Feralny start F‑35 - problemy najdroższego w historii programu Pentagonu
Najdroższy w historii program zbrojeniowy Pentagonu opóźniony jest już o pięć lat, przekroczył zakładany budżet o ponad 50%, a same myśliwce F-35 co rusz borykają się z kolejnymi problemami technicznymi - pisze "Polska Zbrojna".
Wspólny myśliwiec uderzeniowy JSF (Joint Strike Fighter) jest najbardziej ambitnym i złożonym programem w historii lotnictwa wojskowego USA. F-35 budowany jest jednocześnie w trzech wersjach. Różnice między nimi są tak duże, że to praktycznie trzy różne samoloty. F-35A ma zastąpić w US Air Force myśliwce F-16 oraz szturmowe A-10. F-35B w wersji skróconego startu i pionowego i lądowania ma wejść do służby w US Marine Corps w miejsce uderzeniowych AV-8B oraz myśliwców F/A-18, podobnie jak wersja pokładowa F-35C w US Navy.
F-35 jest prawdziwym samolotem przyszłości - ma służyć co najmniej do 2060 roku. Zastosowano w nim wiele najnowocześniejszych rozwiązań technologicznych, które mają zapewnić mu dominację w powietrzu w nadchodzących dekadach. Budowa takiego myśliwca od podstaw okazała się dużym wyzwaniem.
Ryzykowna współbieżność
Program budowy myśliwców F-35 opiera się na tak zwanej zasadzie współbieżności. Polega ona na tym, że rozpoczyna się wstępną seryjną produkcję samolotów, które właściwie znajdują się jeszcze w fazie rozwoju i jednocześnie przechodzą kolejne testy. Wszystkie wykryte wady i problemy usuwane są na bieżąco i nie trzeba czekać z rozpoczęciem pełnej produkcji aż do zakończenia testów. Wiąże się to jednak z trudnym do oszacowania wzrostem wydatków, przed którym już w 2006 roku ostrzegało amerykańskie rządowe biuro obrachunkowe (GAO).

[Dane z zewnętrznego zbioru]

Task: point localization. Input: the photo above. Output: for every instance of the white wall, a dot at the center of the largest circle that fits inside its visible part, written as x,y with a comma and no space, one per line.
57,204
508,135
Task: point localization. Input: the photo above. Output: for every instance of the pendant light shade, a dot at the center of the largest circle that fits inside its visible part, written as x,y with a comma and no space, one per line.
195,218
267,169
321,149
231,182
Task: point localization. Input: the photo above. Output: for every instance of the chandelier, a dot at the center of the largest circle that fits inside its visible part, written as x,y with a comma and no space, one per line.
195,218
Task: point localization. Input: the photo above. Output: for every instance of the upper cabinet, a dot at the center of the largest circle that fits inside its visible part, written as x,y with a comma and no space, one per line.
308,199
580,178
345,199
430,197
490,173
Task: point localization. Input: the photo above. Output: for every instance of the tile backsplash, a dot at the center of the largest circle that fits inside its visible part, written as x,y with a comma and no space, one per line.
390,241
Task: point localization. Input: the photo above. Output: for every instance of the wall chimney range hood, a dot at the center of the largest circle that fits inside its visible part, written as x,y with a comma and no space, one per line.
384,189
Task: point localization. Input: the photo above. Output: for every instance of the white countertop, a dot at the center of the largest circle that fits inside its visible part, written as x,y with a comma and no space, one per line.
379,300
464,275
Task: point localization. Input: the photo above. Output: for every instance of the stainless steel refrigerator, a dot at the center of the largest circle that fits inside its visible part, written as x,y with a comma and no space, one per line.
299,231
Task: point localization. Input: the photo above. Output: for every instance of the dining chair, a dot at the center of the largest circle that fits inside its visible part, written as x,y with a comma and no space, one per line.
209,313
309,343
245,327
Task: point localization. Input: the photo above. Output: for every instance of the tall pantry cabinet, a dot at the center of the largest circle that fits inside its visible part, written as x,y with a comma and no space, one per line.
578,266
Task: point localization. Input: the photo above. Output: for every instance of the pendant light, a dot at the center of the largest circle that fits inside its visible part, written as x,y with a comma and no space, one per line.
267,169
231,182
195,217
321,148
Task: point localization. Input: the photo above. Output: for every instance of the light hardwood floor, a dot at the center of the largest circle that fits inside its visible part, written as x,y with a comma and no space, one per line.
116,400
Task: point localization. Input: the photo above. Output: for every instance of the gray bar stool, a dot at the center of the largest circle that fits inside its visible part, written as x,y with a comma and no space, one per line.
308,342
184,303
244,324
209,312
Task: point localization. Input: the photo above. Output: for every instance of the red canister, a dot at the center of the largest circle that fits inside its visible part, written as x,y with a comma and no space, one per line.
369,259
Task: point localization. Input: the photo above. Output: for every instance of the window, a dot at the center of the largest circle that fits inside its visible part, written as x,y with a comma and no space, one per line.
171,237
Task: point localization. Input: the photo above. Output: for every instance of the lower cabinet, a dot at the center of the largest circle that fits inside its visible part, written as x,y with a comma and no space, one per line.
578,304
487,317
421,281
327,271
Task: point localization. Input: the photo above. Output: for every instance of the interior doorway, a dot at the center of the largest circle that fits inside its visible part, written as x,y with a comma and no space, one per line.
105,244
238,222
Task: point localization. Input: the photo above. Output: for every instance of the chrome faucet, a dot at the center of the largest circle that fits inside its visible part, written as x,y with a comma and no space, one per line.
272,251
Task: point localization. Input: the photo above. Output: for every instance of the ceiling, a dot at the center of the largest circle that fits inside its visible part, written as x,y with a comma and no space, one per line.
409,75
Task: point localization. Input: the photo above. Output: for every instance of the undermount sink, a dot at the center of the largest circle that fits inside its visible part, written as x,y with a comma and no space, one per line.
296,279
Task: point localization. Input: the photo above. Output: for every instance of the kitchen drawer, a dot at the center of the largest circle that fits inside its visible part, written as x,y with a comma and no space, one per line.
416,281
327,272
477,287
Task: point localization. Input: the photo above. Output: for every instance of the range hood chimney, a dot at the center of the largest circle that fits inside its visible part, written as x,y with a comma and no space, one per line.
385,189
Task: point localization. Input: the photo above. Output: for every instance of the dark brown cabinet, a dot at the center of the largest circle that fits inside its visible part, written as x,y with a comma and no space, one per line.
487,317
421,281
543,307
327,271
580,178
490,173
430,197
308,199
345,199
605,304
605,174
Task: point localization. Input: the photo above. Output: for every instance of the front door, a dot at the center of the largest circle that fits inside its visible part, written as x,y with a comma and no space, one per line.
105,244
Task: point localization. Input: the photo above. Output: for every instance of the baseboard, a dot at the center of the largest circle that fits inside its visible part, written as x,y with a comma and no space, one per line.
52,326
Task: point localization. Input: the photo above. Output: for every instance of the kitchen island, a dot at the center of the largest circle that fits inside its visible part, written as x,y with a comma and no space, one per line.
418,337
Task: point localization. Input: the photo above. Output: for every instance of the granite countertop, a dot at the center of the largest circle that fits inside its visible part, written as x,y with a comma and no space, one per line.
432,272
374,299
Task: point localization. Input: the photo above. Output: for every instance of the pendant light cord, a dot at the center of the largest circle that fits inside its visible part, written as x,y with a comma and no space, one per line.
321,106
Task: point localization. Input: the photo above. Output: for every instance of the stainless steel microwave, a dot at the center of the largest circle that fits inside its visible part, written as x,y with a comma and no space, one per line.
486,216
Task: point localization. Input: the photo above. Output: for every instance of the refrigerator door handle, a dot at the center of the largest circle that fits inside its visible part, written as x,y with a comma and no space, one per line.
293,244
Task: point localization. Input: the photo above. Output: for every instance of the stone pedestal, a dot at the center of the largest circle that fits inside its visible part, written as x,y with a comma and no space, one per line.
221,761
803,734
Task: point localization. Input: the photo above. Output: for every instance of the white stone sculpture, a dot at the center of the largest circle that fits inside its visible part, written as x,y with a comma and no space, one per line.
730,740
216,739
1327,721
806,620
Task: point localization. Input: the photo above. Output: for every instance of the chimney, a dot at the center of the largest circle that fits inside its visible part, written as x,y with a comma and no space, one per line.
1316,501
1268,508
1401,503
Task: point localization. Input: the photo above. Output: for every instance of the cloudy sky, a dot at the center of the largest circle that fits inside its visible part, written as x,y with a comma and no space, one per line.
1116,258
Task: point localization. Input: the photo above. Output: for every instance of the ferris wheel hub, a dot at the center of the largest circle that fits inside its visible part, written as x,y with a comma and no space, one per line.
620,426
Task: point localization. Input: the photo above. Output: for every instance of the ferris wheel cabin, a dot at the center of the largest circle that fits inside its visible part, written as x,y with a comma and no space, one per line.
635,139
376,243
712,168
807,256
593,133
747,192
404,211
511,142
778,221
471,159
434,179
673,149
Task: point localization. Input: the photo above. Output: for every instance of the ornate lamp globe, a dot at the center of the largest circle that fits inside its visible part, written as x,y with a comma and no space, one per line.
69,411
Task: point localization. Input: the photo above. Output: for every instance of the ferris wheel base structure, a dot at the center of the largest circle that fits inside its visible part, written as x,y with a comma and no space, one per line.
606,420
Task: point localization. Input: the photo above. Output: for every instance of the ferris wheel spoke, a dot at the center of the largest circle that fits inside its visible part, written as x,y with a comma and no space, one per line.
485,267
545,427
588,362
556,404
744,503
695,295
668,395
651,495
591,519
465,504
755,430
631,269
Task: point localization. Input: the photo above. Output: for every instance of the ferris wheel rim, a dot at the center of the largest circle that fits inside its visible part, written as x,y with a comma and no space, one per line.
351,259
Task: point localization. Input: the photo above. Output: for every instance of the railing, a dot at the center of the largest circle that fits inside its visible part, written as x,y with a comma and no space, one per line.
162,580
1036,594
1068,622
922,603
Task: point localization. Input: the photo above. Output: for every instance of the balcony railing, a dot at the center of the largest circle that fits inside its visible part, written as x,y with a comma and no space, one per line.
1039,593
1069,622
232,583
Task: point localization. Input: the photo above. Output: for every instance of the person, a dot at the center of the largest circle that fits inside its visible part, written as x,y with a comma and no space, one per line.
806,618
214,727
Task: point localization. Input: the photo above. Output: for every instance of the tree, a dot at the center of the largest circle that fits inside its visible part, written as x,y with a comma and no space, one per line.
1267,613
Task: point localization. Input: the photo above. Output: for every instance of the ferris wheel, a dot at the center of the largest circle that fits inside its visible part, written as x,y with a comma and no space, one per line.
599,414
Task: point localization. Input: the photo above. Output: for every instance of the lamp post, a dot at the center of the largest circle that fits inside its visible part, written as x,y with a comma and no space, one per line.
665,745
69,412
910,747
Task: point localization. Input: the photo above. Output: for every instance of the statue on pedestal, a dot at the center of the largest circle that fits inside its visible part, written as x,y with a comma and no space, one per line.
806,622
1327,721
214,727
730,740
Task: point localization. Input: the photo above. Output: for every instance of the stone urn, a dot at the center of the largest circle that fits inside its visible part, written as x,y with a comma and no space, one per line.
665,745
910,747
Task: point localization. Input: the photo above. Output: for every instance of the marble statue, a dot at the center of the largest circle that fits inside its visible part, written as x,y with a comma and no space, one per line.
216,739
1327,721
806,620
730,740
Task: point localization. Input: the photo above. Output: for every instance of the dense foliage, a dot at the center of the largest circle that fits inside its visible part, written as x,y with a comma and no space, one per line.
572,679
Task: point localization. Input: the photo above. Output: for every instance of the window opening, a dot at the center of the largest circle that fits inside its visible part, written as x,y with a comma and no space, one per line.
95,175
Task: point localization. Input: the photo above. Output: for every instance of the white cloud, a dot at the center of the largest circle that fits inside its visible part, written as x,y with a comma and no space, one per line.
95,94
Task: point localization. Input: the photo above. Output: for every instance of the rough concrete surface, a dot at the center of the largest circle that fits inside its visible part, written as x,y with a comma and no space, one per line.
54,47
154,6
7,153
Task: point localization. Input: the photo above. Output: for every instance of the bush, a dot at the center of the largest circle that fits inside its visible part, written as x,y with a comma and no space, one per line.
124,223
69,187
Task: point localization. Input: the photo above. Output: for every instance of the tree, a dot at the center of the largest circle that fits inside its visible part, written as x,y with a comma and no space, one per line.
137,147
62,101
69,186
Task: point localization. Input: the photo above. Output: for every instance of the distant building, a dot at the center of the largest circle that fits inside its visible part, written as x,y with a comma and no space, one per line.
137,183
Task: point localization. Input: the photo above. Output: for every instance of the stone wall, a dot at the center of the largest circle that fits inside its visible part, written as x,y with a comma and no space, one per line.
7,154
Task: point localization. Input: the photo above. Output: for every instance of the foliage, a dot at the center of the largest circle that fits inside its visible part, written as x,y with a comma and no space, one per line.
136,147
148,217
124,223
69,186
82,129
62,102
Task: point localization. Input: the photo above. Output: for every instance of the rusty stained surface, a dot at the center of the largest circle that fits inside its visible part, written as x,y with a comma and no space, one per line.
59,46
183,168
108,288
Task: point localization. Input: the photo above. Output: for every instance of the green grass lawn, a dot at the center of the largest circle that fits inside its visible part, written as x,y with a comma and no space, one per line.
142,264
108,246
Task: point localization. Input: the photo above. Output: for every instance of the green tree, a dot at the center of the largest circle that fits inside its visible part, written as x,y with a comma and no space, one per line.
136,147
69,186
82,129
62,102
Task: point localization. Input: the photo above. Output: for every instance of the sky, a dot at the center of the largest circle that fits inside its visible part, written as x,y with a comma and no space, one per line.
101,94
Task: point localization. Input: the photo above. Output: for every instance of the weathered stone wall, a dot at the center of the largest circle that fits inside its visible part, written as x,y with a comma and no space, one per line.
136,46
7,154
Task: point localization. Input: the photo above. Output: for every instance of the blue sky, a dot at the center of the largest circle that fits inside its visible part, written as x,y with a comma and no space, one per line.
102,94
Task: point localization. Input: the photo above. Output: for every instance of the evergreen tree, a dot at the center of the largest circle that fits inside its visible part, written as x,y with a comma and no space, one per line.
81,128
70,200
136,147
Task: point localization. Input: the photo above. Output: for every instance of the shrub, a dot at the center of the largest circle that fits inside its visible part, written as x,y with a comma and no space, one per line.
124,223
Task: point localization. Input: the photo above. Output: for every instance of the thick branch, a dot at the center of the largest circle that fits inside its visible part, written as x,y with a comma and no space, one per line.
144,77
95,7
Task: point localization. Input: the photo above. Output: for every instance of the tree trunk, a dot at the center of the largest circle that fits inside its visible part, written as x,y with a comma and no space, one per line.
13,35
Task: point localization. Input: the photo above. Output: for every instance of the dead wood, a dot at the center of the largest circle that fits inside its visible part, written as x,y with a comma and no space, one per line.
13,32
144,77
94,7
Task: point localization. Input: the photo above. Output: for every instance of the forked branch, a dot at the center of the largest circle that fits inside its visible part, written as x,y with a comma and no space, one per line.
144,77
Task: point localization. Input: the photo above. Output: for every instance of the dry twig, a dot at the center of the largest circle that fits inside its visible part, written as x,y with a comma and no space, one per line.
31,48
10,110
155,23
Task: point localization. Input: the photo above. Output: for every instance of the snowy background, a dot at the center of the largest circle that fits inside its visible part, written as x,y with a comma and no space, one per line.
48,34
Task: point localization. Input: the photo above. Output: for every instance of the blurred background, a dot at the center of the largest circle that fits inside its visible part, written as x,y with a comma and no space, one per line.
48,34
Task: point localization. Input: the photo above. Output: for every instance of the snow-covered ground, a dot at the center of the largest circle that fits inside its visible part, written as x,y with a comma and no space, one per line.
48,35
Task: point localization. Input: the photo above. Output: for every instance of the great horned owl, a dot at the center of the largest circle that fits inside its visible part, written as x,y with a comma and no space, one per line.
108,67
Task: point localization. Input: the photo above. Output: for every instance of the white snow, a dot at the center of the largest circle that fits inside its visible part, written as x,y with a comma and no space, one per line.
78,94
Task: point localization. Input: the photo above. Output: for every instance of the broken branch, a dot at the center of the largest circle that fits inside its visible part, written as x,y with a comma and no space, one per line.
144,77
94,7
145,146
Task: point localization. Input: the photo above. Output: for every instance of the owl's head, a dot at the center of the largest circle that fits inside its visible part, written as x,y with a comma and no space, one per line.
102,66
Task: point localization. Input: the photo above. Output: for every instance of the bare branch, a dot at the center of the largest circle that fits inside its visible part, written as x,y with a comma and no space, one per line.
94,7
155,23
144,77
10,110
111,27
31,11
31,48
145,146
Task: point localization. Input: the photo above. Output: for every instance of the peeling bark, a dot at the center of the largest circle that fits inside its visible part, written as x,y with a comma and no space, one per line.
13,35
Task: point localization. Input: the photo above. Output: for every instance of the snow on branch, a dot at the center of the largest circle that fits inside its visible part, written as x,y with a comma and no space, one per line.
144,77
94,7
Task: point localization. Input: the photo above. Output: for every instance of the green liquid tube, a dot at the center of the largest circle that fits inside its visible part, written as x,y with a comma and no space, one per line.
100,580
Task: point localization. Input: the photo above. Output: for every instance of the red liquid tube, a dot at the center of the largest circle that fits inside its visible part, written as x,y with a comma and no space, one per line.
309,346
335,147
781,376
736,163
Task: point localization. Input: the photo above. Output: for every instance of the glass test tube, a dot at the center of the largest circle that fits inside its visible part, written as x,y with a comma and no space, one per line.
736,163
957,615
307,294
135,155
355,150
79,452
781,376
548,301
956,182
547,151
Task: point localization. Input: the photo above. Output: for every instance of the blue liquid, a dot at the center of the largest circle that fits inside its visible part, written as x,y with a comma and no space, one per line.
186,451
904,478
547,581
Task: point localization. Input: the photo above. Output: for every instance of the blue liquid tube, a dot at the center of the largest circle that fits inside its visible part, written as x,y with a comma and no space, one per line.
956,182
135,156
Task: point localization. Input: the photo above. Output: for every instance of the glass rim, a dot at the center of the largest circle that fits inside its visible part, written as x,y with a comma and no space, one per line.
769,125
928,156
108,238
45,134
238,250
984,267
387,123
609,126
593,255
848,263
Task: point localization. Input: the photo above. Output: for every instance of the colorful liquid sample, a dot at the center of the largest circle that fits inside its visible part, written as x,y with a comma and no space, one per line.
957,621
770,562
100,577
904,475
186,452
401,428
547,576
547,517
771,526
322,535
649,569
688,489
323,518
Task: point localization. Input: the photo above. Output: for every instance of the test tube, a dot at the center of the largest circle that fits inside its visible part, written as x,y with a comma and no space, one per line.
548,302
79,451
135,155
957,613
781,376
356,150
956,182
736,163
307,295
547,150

Program zaczął się komplikować. Kolejne testy były coraz bardziej opóźniane, a wprowadzanie różnych poprawek i usuwanie problemów niosło ze sobą coraz większe koszty. W lutym 2010 roku ówczesny sekretarz obrony Robert Gates zwolnił z tego powodu głównego menedżera programu i wstrzymał przekazanie transzy 614 milionów dolarów dla firmy Lockheed Martin.
Jednocześnie Pentagon wszedł w spór z producentem w kwestii tego, kto i w jakim stopniu ma finansować wprowadzanie poprawek konstrukcyjnych w samolotach już produkowanych. Stanęło na tym, że koszty te będą wspólnie ponosić Pentagon i Lockheed Martin. Ostatecznie prace przedłużyły się o 13 miesięcy, a cały program został spowolniony i trzeba było wesprzeć go kolejnymi trzema miliardami dolarów.
W styczniu 2011 roku Robert Gates poinformował, że Pentagon jest zaniepokojony rosnącymi kosztami i opóźnieniami programu. Z powodu pojawienia się problemów technologicznych z wersją pionowego startu i lądowania F-35B, ogłosił on rozpoczęcie dwuletniego okresu "obserwacji" tego modelu i ewentualną rezygnację z jego zakupu, jeśli kłopoty techniczne nie zostaną rozwiązane. W 2011 roku udało się usystematyzować i przyspieszyć testy wszystkich trzech modeli, wykonano ich nawet więcej, niż zakładał program. Ogółem ukończono dopiero 20% testów wszystkich trzech wersji F-35. 20 stycznia 2012 roku Leon Panetta - następca Gatesa - zakończył okres obserwacji modelu F-35B. Jego zdaniem, w pracach nad tym samolotem poczyniono znaczne postępy. Nie zmienia to faktu, że cały program opóźniony jest przynajmniej o pięć lat. W 2007 roku zakładano, że F-35A zacznie wchodzić do służby w 2012 roku. Piechota morska miała otrzymać swój F-35B rok wcześniej. Planowano, że pierwsza jednostka osiągnie gotowość bojową w 2012 roku,
kiedy to F-35C miały trafić także do US Navy. Obecnie przewiduje się, że myśliwce o podstawowych możliwościach bojowych zaczną wchodzić do służby w 2015 roku, a F-35 wyposażone w pierwszy pełny pakiet awioniki (Block 3) - dopiero pod koniec 2016.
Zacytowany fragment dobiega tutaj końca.